Add a new subsection after [numeric.ops.lcm]:

29.8.15 Midpoint

constexpr A midpoint(A a, A b) noexcept;
  1. Returns: Half the sum of a and b. No overflow occurs. If A is an integer type and the sum is odd, the result is rounded towards a. If A is a floating-point type, at most one inexact operation occurs.
  2. Remarks: An overload exists for each of char and all arithmetic types except bool being A.
template<class T>
  constexpr T* midpoint(T* a, T* b);
  1. Requires: a and b point to, respectively, elements x[i] and x[j] of the same array object x [ Footnote: An object that is not an array element is considered to belong to a single-element array for this purpose; see [expr.unary.op]. A pointer past the last element of an array x of n elements is considered to be equivalent to a pointer to a hypothetical element x[n] for this purpose; see [basic.compound]. — end footnote ].
  2. Returns: A pointer to x[i+(j-i)/2], where the result of the division is truncated towards zero.

Linear interpolation

Add to the synopsis in [cmath.syn]:

long double fmal(long double x, long double y, long double z);

// 29.9.4, linear interpolation
constexpr F lerp(F a, F b, F t); // F floating-point

// 29.9.4, classification / comparison functions

Add a new subsection after [c.math.hypot3]:

29.9.4 Linear interpolation

constexpr F lerp(F a, F b, F t);
  1. Returns: a+t(b-a).
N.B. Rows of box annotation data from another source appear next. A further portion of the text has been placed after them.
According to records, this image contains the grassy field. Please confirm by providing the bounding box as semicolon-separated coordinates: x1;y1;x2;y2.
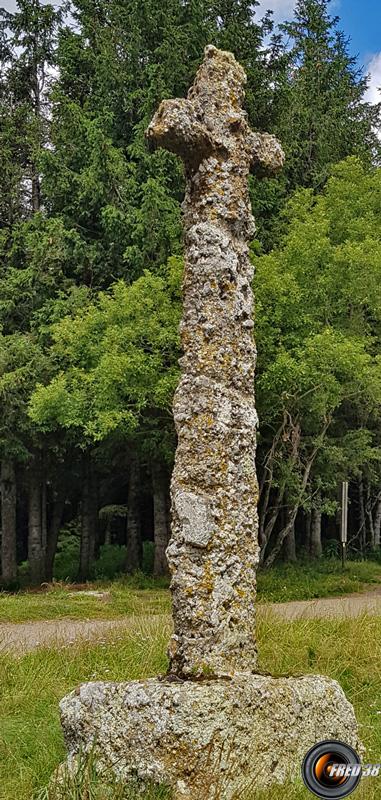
0;615;381;800
0;560;381;623
0;561;381;800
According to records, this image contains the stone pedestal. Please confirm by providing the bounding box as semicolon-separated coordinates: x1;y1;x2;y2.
61;673;359;800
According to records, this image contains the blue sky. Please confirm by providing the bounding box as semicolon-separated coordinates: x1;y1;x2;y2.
0;0;381;103
261;0;381;103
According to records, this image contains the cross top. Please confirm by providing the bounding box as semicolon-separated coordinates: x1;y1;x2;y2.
147;45;284;238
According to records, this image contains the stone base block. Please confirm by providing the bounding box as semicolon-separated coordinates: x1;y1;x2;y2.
61;673;359;800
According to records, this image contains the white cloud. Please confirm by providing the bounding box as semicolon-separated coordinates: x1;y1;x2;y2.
365;53;381;103
257;0;296;22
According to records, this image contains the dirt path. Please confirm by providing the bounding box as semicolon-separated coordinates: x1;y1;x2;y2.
0;587;381;653
0;614;169;653
261;587;381;620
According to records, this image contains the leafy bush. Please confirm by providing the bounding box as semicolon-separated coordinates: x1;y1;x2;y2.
54;519;81;582
91;544;127;580
142;541;155;575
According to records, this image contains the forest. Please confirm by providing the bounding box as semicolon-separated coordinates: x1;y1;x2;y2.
0;0;381;588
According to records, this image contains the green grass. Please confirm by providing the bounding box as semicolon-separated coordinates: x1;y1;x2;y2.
254;559;381;603
0;559;381;622
0;580;170;623
0;614;381;800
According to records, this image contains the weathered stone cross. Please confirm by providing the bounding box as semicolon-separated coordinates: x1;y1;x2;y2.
61;47;359;800
147;46;284;677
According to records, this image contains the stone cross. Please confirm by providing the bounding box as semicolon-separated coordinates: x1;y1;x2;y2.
147;46;284;678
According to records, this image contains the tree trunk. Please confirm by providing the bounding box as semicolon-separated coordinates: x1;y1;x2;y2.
79;457;97;581
152;462;169;577
126;458;141;573
304;511;312;555
105;517;112;547
365;484;376;550
28;464;46;586
1;459;17;586
46;497;65;583
310;504;323;558
283;525;297;564
374;496;381;548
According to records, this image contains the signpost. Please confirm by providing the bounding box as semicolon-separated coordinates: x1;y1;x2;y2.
340;481;348;569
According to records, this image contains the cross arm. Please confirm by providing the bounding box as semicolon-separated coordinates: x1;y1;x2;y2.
249;131;285;177
146;100;214;168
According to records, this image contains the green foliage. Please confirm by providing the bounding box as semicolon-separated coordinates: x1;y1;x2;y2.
30;259;181;444
142;542;155;575
0;610;381;800
254;158;381;548
91;544;127;580
258;560;381;603
53;519;81;582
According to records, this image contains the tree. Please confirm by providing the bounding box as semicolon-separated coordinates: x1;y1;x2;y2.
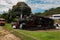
12;2;31;16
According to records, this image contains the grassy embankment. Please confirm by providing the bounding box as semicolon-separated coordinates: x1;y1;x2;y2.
4;24;60;40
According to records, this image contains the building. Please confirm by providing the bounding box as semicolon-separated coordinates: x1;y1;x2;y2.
50;14;60;20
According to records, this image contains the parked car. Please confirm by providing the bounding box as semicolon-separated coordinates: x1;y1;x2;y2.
0;18;6;26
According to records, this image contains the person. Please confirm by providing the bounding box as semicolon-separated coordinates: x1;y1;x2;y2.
19;18;25;29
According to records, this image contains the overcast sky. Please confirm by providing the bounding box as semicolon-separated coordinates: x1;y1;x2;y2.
0;0;60;13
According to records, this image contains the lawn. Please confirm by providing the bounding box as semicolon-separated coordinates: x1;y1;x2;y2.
3;24;60;40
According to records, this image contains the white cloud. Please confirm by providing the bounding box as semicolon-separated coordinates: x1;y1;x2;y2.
0;0;60;11
0;0;26;12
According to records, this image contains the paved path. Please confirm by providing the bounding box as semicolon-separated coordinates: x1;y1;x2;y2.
0;26;20;40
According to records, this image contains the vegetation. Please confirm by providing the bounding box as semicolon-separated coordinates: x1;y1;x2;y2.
35;7;60;16
2;2;31;23
4;24;60;40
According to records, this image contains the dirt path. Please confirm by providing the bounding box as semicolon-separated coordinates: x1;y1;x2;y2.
0;26;20;40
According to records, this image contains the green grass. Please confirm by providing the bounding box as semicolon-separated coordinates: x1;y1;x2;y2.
4;24;60;40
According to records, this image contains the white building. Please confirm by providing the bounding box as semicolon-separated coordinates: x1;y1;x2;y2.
50;14;60;19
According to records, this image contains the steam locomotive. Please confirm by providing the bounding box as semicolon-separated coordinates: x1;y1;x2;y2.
13;16;55;30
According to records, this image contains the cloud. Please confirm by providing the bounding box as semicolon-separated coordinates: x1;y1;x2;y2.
0;0;60;12
28;0;60;12
0;0;26;12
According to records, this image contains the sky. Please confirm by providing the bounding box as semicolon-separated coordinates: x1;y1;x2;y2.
0;0;60;13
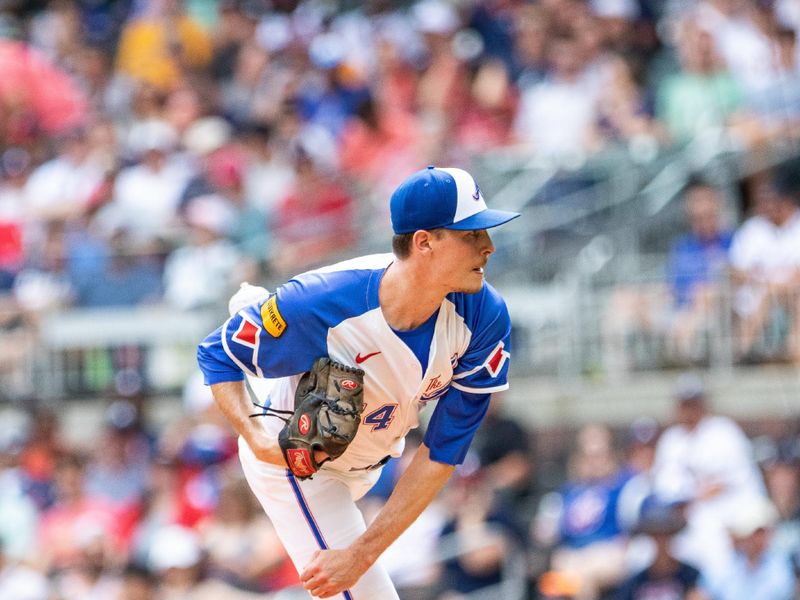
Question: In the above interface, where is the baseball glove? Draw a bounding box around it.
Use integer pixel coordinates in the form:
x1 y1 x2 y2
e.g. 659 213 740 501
278 357 364 479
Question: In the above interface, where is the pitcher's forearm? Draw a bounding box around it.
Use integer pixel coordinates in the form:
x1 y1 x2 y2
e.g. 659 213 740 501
211 381 286 467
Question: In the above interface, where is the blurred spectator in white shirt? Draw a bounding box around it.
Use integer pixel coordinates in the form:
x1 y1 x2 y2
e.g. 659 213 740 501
515 36 597 158
653 373 765 575
699 496 797 600
98 120 192 241
164 195 244 310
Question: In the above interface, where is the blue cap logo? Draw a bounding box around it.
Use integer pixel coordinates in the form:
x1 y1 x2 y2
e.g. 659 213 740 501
390 167 519 234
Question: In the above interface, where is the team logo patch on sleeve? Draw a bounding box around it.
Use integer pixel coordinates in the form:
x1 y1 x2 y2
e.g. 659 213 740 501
261 295 286 338
485 342 511 377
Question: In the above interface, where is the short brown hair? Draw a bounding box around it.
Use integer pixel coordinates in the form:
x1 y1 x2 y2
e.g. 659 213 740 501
392 227 445 259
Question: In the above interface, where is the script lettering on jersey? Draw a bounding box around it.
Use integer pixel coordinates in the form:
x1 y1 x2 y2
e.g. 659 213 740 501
261 296 286 338
419 375 452 404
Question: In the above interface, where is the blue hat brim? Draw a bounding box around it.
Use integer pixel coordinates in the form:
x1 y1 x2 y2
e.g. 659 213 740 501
444 208 519 231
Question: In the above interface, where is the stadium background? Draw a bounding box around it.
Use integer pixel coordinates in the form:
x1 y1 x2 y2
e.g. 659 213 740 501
0 0 800 599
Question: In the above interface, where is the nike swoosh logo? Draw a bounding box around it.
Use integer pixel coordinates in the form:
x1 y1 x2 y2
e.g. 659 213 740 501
356 350 381 365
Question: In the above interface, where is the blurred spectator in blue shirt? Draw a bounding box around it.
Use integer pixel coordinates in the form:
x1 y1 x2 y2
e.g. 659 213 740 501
616 496 700 600
534 425 629 600
667 182 733 356
604 181 733 373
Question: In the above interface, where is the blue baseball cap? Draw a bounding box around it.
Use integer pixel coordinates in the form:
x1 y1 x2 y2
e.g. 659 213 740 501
390 166 519 234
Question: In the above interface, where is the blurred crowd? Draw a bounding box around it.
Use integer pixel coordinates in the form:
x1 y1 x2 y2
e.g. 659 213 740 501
0 0 800 310
0 373 800 600
604 152 800 376
0 0 800 600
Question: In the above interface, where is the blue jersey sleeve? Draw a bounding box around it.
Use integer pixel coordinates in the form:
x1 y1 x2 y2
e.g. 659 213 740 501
197 272 376 385
423 387 490 465
453 284 511 394
197 280 328 385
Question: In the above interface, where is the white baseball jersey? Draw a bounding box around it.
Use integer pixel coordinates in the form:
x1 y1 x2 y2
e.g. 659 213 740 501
198 254 511 472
If no argument isnan and (where they appear below) isfinite(a) and isfinite(b), the result satisfies these conditions:
    1. !isfinite(t) && b-a==0 || !isnan(lerp(a,b,t))
    2. t<0 || t>1 || isfinite(lerp(a,b,t))
    3. lerp(a,b,0)==a && lerp(a,b,1)==b
    4. lerp(a,a,t)==a
    5. The product of CMP(lerp(a,b,t2),lerp(a,b,t1)), CMP(t2,t1), and CMP(b,a) is non-negative, where CMP(x,y) is 1 if x>y, −1 if x<y, and 0 otherwise.
  2. Remarks: An overload exists for each floating-point type being F.